People with a condition that isn’t recognized as a disability but can impair learning say the first step to helping them is raising awareness.

Colleges have a legal duty to accommodate students with diagnosed physical and learning disabilities, like hearing loss or dyslexia. However, little known conditions such as misophonia, an intense aversion to specific sounds, and scent sensitivity, do not fall under disabilities that are recognized by the college.

At Langara, disability services offers accommodations to students ranging from interpreters to extra time for exams. In an email to The Voice, manager Suzanne Munson, encouraged anybody with a functional impairment to learning of any kind to meet with disability services. Possible accommodations are determined on a case-by-case basis.

Misophonia, an intense aversion to specific sounds

“A disability services consultant will meet with the student, review medical documentation requirements and explore possible academic accommodations,” Munson said.

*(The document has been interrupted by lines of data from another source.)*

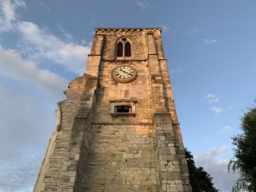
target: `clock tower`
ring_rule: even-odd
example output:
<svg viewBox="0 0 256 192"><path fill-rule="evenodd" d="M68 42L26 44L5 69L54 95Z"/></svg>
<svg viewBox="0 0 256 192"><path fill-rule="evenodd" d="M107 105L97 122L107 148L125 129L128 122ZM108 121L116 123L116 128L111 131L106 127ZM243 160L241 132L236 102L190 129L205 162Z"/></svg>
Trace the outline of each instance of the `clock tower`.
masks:
<svg viewBox="0 0 256 192"><path fill-rule="evenodd" d="M161 30L95 29L34 192L192 191Z"/></svg>

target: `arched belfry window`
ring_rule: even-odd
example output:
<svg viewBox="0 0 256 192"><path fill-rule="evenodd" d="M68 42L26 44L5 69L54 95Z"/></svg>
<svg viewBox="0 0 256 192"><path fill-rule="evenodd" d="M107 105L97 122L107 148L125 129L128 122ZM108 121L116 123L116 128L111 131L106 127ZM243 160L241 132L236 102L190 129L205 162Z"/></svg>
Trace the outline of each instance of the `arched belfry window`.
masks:
<svg viewBox="0 0 256 192"><path fill-rule="evenodd" d="M116 43L116 57L124 58L132 56L132 45L127 38L121 38Z"/></svg>
<svg viewBox="0 0 256 192"><path fill-rule="evenodd" d="M117 57L122 57L123 56L123 43L118 42L117 45L117 52L116 52L116 56Z"/></svg>
<svg viewBox="0 0 256 192"><path fill-rule="evenodd" d="M129 42L125 44L124 53L126 57L131 56L131 44Z"/></svg>

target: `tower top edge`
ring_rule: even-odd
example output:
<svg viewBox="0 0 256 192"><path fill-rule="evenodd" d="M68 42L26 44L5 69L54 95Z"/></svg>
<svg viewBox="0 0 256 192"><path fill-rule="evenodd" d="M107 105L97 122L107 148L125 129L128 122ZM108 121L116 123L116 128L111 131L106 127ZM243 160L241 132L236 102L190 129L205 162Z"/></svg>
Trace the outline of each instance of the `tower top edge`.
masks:
<svg viewBox="0 0 256 192"><path fill-rule="evenodd" d="M95 32L98 31L160 31L162 32L162 28L95 28Z"/></svg>

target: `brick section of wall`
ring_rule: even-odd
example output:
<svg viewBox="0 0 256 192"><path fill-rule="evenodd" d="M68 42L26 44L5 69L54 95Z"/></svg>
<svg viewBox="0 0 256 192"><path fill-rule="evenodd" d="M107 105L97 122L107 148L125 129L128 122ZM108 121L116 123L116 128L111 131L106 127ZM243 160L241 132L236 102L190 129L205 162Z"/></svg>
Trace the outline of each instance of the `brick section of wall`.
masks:
<svg viewBox="0 0 256 192"><path fill-rule="evenodd" d="M118 58L124 37L132 56ZM137 79L114 81L119 65ZM97 29L86 73L65 94L34 192L192 191L159 28ZM135 101L135 114L111 114L122 100Z"/></svg>
<svg viewBox="0 0 256 192"><path fill-rule="evenodd" d="M85 191L157 191L151 126L94 125Z"/></svg>

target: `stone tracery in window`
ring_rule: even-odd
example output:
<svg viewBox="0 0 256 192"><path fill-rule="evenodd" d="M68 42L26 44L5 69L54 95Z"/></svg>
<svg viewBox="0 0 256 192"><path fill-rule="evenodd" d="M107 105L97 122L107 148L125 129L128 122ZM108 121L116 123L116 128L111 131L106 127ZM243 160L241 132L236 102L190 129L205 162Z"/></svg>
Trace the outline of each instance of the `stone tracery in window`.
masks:
<svg viewBox="0 0 256 192"><path fill-rule="evenodd" d="M127 38L121 38L116 43L116 57L124 58L132 55L132 45Z"/></svg>

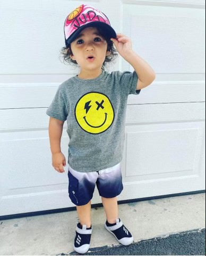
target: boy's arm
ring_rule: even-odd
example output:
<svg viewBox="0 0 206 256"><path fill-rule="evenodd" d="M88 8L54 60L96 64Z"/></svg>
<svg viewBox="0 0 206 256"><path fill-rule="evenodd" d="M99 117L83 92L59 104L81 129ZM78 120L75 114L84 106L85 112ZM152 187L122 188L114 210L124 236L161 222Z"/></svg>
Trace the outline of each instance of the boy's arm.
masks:
<svg viewBox="0 0 206 256"><path fill-rule="evenodd" d="M50 117L49 135L52 154L61 152L61 139L64 121Z"/></svg>

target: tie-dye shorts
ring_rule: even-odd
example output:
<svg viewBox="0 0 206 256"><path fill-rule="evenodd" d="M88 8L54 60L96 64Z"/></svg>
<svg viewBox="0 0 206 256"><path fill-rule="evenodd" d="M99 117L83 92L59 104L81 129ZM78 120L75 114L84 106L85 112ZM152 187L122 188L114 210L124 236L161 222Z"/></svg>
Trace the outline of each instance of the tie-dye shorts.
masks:
<svg viewBox="0 0 206 256"><path fill-rule="evenodd" d="M123 189L121 163L98 172L80 172L68 165L68 195L75 205L84 205L93 197L96 184L100 196L115 197Z"/></svg>

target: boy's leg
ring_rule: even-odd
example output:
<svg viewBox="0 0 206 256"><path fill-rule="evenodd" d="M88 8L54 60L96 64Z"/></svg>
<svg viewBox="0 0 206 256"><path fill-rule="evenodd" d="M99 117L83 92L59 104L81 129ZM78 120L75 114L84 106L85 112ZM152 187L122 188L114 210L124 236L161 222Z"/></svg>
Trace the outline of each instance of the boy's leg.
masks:
<svg viewBox="0 0 206 256"><path fill-rule="evenodd" d="M76 211L81 225L86 225L87 228L90 228L91 225L91 200L85 205L76 205Z"/></svg>
<svg viewBox="0 0 206 256"><path fill-rule="evenodd" d="M110 224L116 223L116 219L118 218L117 196L111 198L106 198L102 196L101 202L107 216L107 221Z"/></svg>

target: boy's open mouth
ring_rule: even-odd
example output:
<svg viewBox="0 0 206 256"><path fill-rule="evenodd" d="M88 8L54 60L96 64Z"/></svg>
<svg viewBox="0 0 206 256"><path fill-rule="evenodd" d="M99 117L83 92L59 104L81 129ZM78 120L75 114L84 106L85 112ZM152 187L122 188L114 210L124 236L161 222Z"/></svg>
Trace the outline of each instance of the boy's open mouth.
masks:
<svg viewBox="0 0 206 256"><path fill-rule="evenodd" d="M93 56L89 56L87 58L87 60L88 60L89 61L93 61L95 59L95 58Z"/></svg>

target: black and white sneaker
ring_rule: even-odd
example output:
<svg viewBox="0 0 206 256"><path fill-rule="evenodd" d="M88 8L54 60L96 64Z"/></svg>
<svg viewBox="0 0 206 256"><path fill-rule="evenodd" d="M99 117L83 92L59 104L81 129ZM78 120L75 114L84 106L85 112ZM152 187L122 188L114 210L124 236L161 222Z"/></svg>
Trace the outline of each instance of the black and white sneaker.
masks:
<svg viewBox="0 0 206 256"><path fill-rule="evenodd" d="M92 227L87 228L87 225L78 223L76 227L76 236L74 238L74 250L79 253L85 253L90 246Z"/></svg>
<svg viewBox="0 0 206 256"><path fill-rule="evenodd" d="M116 220L116 223L110 224L107 220L105 223L106 229L113 234L117 240L123 245L128 245L133 242L133 237L126 228L120 219Z"/></svg>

Kathryn Iseminger, a Langara general arts student with misophonia, met with disability services earlier this year and said she didn’t think they understood her condition.

When she hears a trigger sound she is unable to concentrate on anything else and is gripped by an intense need to escape or make the sound stop.

Iseminger hasn’t been diagnosed by a doctor. She first experienced symptoms eight years ago, when she was 11. Common trigger sounds include chewing, heavy breathing and swallowing.

Chewing sounds feel like an attack to the brain

“I felt like my brain was being attacked when [my family] were chewing at dinner,” she said.

To raise awareness, she initiated the March 13 campus screening of Quiet Please, a documentary about misophonia, directed by Jeffrey Scott Gould, who also suffers from this condition.

“When you don’t live with misophonia, it sounds absurd and manufactured, but it’s very real and it alters every aspect of a sufferer’s life,” Gould said.

Unlike scent sensitivity, Iseminger said misophonia is uniquely challenging for colleges to accommodate.

“It’s very easy to just not wear your perfume, while eating is something everyone sort of has to do,” she said.

Gould said considering how a college can accommodate students with rare disorders requires awareness.

“If they are aware that these afflictions exist, it could break down barriers and misnomers and start a conversation that could lead to a solution – without negatively impacting the general population.” he said.